Aside from making Keith Carman look good, and providing lots of laffs (especially the fight in the alley), Greg and Gentillon also, surprisingly, made Toronto look really good. Not as good as the Scott Pilgrim books make it look, but, hmmm, Toronto. It's a city that looks not bad. Of all the outdoor scenes in Hogtown, it only rained once. Something to think about.

In the meantime, Vancouver's not so awful. Unless you count the staggering housing costs and consequential epidemic of homelessness (an aside, Frances Bula's City States blog at the Vancouver Sun website is pretty great). But the Black Angels are coming on June 10, and they're bringing the Warlocks! The Black Angels' new album Directions To See A Ghost is out today for your digital downloading, and will be in finer record stores on May 13. If you liked Passover...

mp3: "Science Killer" by the Black Angels

finally, an update on some bands we've previously covered here at ABWAWBA:

Jesse Matheson and the Midnight Snacks will be releasing their brand new CD Pleasure Pounds this Saturday, April 19 at Rime in Vancouver.

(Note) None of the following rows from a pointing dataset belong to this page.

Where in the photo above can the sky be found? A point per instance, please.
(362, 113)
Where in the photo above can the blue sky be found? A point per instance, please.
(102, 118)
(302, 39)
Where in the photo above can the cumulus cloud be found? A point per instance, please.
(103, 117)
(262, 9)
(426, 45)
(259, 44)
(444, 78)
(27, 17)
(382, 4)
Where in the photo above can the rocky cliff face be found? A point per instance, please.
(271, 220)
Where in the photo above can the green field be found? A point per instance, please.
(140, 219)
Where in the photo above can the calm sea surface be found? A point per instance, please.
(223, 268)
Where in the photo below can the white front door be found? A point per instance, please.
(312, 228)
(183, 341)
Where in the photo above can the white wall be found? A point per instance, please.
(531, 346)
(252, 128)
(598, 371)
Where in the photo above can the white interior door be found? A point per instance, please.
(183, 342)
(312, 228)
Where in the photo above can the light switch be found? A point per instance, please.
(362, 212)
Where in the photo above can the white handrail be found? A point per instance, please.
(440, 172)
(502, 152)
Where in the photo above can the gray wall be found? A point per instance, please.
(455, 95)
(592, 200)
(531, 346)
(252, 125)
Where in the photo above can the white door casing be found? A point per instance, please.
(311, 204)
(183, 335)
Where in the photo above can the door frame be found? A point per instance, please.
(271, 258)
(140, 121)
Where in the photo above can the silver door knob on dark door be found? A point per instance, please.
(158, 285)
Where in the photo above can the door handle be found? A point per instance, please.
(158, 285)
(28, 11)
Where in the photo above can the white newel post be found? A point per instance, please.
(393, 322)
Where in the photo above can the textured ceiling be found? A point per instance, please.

The Fake Fictions will be releasing their brand new CD Krakatoa this Friday, April 18 at the Empty Bottle in Chicago.

If you can make it to both shows, you are well on your way to awesomeness.

Saturday, March 15, 2008

Guess Which City The Quote Refers To!

Here's a fun game (click links for answers):

"Canada's Most Dangerous City?"

"You'd have to be an idiot to buy right now in [city]."

Okay, it's not really that fun of a game, or much of a game at all. But really, what does Regina expect when it hosts its very own crystal meth carnival? Speaking of which, have the Harper Tories been taking their drug war cues from Jack Chick? Their new campaign re: drug lingo is kinda sad (especially the under-equipped "Drug Name Search" function).

mp3: "Barely Friends" by Hayden

Tuesday, March 04, 2008

Cities: Addenda


February's theme here at Bulldozer/Wreckingball was CITIES. Too late we noticed that Caleb Stull of Vancouver's Parlour Steps has posted an interesting essay on his blog regarding The Myth of the Creative City. This is why his band calls themselves thought rock. The Steps have just released their Ambiguoso album in the USA on Nine Mile Records. It's a pretty hot album, full of hot romance, and also "Hot Romance".